On May 20, 2020, the Internal Revenue Service (IRS) released Revenue Procedure 2020-32 announcing the annual inflation-adjusted limits for health savings accounts (HSAs) for calendar year 2021. An HSA is a tax-exempt savings account that employees can use to pay for qualified health expenses.

To be eligible for an HSA, an employee:

  • Must be covered by a qualified high deductible health plan (HDHP);
  • Must not have any disqualifying health coverage (called “impermissible non-HDHP coverage”);
  • Must not be enrolled in Medicare; and
  • May not be claimed as a dependent on someone else’s tax return.

The limits vary based on whether an individual has self-only or family coverage under an HDHP. The limits are as follows:

  • 2021 HSA contribution limit:
  • Single: $3,600 (an increase of $50 from 2020)
  • Family: $7,200 (an increase of $100 from 2020)
  • Catch-up contributions for those age 55 and older remains at $1,000
  • 2021 HDHP minimum deductible*
  • Single: $1,400 (no change from 2020)
  • Family: $2,800 (no change from 2020)
  • 2021 HDHP maximum out-of-pocket limit:
  • Single: $7,000 (an increase of $100 from 2020)
  • Family: $14,000** (an increase of $200 from 2020)

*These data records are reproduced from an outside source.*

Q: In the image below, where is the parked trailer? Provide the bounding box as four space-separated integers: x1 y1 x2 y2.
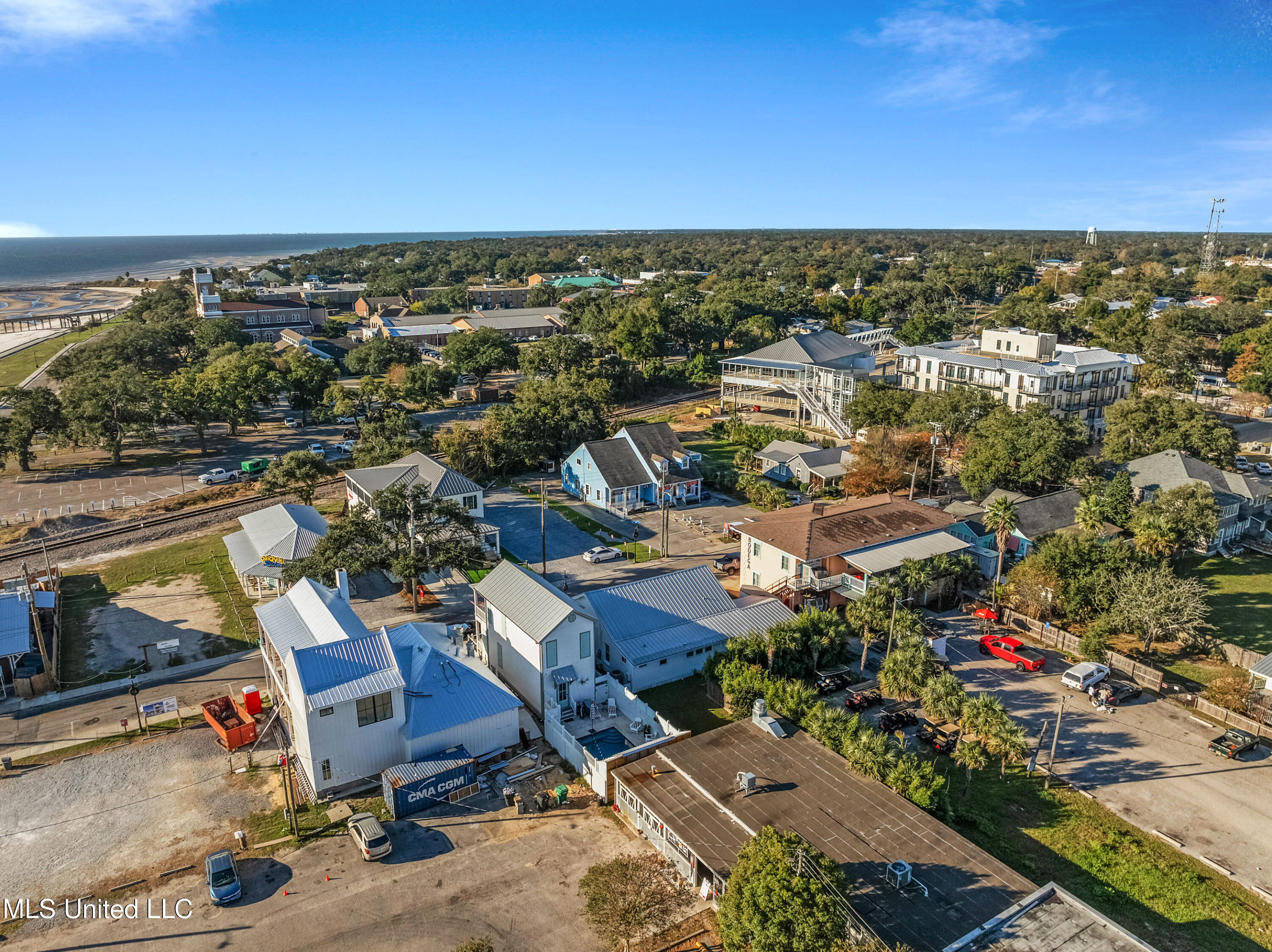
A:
204 695 256 750
380 745 477 820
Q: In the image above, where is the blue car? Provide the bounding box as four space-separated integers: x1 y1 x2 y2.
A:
204 849 243 906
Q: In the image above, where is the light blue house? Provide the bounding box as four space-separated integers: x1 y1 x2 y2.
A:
561 423 702 512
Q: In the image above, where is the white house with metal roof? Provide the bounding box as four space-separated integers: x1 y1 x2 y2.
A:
583 565 794 691
473 559 597 721
256 572 522 797
897 327 1144 440
221 503 327 598
720 331 875 440
345 453 499 554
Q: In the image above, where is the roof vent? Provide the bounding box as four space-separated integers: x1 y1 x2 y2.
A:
750 698 786 737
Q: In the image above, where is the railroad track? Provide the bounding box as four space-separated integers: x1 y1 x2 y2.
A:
0 476 345 563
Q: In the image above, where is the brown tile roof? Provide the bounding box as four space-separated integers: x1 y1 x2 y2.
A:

*   The deductible does not apply to preventive care services nor to services related to testing for COVID-19. An HDHP also may choose to waive the deductible for coverage of COVID-19 treatment, and/or telehealth and other remote care services.

**   If the HDHP is a nongrandfathered plan, a per-person limit of $8,550 also will apply due to the Affordable Care Act’s cost-sharing provision for essential health benefits.